5 dakika sonra Rosalie civarlarda vampir kokusu aldı. Hemen kafası kaldırıp etrafa göz gezdirdi. Herkes normaldi. Ama Rosalie vampir kokusu alıyordu. Üff'leyip tekrar kıyafetlere dönerken mağazada bir hareketlenme oldu. 'Neden bu kadar gürültü çıkarırlar ki! Sanki Kraliçe Elizabeth buraya teşrif etmiş! Salaklar!' diyerek onlara kin kustu. Ama içinden bir yerde girenin kim olduğunu merak etme duygusu patladı. 'Kapıya bak Rosalie! Sadece kapıya bak!'. İç sesi yine tutmuştu. Onu susturmak için sadece kapıya bakması gerekiyordu. 'Kapıya bak Rosalie! Sadece kapıya bak!'. Rosalie üff'leyerek girenin kim olduğuna bakmak için kafasını kaldırdı. Sadece 1 saniye bakması gerekiyordu girenin kim olduğunu öğrenmek için. İçeri girende Süper Kankası, biricik arkadaşı Lili'den başkası değildi.
Birkaç adım atıp kendine gelmeyi bekleyen Rosalie, daha kendine gelemeden birisi onun boynuna atladı. Bu atlayan kişi Lili'den başkası olamazdı. Çünkü Rosalie'den korkup kimse yanına yaklaşmazdı.

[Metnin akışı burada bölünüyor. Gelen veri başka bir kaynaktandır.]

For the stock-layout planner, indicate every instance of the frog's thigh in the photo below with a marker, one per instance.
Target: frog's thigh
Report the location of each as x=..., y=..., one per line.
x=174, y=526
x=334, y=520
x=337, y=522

"Aman Tanrım! Bu gerçekten sen misin Lili! İnanamıyorum! İşte buradasın dönmüşsün!!" diyerek onu kendinden uzaklaştı. Aynıydı. Hiçbir şeyi ne eksilmişti ne de çoğalmıştı. Aynı tatlılığıyla, aynı şekerliğiyle karşısındaydı Rosalie'nin. Uzun sarı saçları eskisi gibi yine aynıydı. Üzerinde ise Rosalie'de aynısı bulunan, ilk tanıştıkları zaman ki elbisesiydi. Bu Rosalie'de de vardı. Sonra çok fazla düşündüğünü anımsayıp ona nasılsın diye sormayı bile unuttuğunu hatırladı.
"Nasılsın bakalım! Hangi rüzgar seni buraya attı?"